Essentially Christianity facilitated Western governments justified the exploitation and conquest of African nations. In the poem The White Man’s Burden, poet Rudyard Kipling the lines, “Your new-caught sullen peoples, Half-devil and half-child” refer to the European belief that Africans were heathens, resigned to live a life of savagery.
They denounced the religious practices of Africans as witchcraft and heathenism, European nations sought to convert, and then exploit the indigenous peoples of Africa.
Colonizers left very little if any room for other religious options among their African slaves.
After the British slave trade was abolished in 1807 and in August 1834, British emancipation of slaves occurred throughout most of its colonies. July 10th, 1973 marked the official end of British rule in the Bahamas and with that the apparent end of colonization.

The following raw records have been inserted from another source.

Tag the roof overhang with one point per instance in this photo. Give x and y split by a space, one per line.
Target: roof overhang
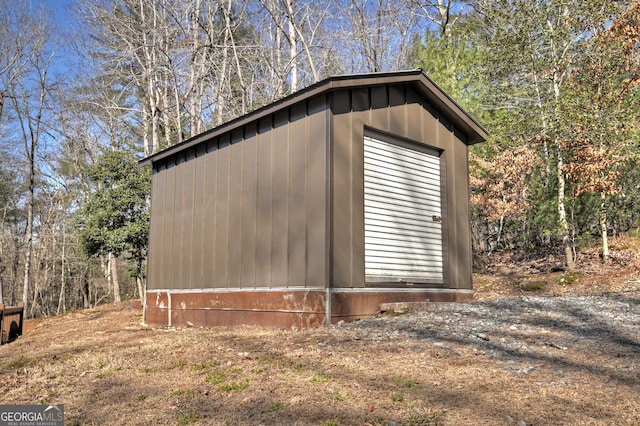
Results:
427 88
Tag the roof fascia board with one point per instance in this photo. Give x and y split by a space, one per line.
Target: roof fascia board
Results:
475 132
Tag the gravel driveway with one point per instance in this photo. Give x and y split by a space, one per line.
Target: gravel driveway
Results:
526 332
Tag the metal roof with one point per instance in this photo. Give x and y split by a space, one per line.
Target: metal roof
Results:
426 87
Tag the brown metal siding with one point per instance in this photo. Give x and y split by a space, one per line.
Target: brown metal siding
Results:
246 210
402 115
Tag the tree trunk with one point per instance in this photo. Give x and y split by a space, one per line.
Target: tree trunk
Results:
61 298
28 251
113 271
86 297
562 214
603 229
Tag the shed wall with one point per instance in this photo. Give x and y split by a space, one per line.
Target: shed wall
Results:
397 111
247 209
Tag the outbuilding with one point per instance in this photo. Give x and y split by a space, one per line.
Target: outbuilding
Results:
314 209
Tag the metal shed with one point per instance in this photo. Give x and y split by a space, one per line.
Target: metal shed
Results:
314 209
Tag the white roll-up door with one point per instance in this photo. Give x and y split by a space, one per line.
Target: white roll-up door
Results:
402 213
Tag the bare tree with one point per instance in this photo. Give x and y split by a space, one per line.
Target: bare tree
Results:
27 85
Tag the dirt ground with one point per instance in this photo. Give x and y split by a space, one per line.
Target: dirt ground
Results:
108 368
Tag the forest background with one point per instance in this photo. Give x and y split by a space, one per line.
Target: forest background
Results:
82 99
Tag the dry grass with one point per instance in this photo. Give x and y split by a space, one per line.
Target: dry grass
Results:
106 368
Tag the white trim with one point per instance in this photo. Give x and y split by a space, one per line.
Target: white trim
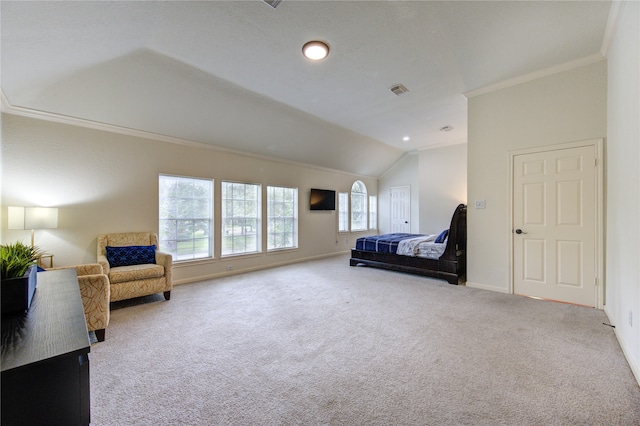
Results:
598 144
535 75
7 108
255 268
628 354
487 287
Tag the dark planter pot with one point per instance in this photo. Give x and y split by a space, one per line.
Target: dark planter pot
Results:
18 292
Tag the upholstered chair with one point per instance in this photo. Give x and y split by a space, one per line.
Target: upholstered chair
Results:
95 291
134 265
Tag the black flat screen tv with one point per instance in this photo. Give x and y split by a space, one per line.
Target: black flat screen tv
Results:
322 199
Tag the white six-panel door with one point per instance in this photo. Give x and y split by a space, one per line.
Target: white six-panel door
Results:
400 201
554 225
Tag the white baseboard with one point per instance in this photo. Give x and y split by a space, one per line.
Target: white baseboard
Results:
635 368
487 287
254 268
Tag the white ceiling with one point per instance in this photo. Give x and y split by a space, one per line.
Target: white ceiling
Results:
231 73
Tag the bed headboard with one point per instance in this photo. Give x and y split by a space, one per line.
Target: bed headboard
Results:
457 241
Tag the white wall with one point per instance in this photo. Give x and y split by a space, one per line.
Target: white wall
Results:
564 107
108 182
438 181
403 173
623 183
443 185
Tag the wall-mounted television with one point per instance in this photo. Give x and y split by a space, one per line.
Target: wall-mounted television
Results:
322 199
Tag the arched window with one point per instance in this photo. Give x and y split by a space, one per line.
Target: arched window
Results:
359 203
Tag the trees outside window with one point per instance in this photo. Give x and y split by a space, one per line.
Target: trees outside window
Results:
185 217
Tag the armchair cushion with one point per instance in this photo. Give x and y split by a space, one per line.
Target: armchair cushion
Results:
131 255
122 274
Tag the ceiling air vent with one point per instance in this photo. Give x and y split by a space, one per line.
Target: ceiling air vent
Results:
273 3
398 89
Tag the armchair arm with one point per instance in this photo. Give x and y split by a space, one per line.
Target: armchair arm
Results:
95 292
166 260
87 269
102 260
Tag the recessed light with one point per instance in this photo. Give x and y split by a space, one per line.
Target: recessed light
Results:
315 50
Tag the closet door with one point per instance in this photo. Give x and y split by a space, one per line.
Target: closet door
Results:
400 197
554 225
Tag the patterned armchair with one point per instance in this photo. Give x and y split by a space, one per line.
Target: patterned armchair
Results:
133 267
95 291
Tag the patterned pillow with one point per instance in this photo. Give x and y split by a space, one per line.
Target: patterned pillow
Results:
443 236
131 255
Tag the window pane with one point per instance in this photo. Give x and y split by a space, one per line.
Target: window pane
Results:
240 218
358 206
282 217
343 211
185 217
373 212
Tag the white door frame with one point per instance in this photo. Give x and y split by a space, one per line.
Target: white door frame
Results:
599 261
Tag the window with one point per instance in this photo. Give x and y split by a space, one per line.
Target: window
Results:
282 217
240 218
343 212
186 217
373 212
358 206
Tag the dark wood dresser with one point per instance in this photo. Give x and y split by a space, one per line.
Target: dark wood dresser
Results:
45 357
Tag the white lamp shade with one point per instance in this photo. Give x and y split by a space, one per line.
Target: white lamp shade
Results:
32 217
15 216
40 217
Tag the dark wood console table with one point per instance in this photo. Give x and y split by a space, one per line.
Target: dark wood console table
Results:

However, Christianity remained and became a staple of Bahamian living up to this day, the only difference is now, Bahamians have the ability and the right to choose whether they want to abide by its traditions or not.
Although most Bahamians choose the more traditional methods of worship and seem far removed from our ancestral roots it cannot be ignored that certain cultural practices are steeped in the people’s African ancestry.
The most common example of this is the Bahamian belief in bush medicine healing properties, which still used today along with western medicine.
That is just one of the instances that depict the duality in the Bahamian religious experience. In this duality the European colonial influence is widely embraced and rarely if ever denied and the African influence is sometimes embraced and often denied.
In Dr. Ian Bethel Bennett’s article Sitting with the Dead: “Medium,” a show of Bahamian Religion and Spirituality (December 4th, 2017) this concept is highlighted. He noted how Bahamians “have become consumed with scapegoating all African-derived religions as bad, evil, dark, black.”
After slavery was abolished freed black men and women were able to incorporate their innate spirituality with the religion that was taught to them, creating a new and interesting dynamic.
“The dynamism of Bahamian spirituality, it must be underscored, occurred in opposition to all efforts to control/kill it. Junkanoo, was, and perhaps, for some, remains a very spiritual practice. Drumming, dancing, ‘gyrating’ can all be profoundly spiritual practices.
Yet, Exuma can still sing ‘Damn fool ya married to gallin” and explore the whole Obeah aspect of that tradition. The dismissal and simultaneous embracing of spiritual is intriguing.”
This duality of Bahamian culture that is acknowledged but rarely discussed, nevertheless it is an integral aspect of what a Bahamian Christian nation truly entails.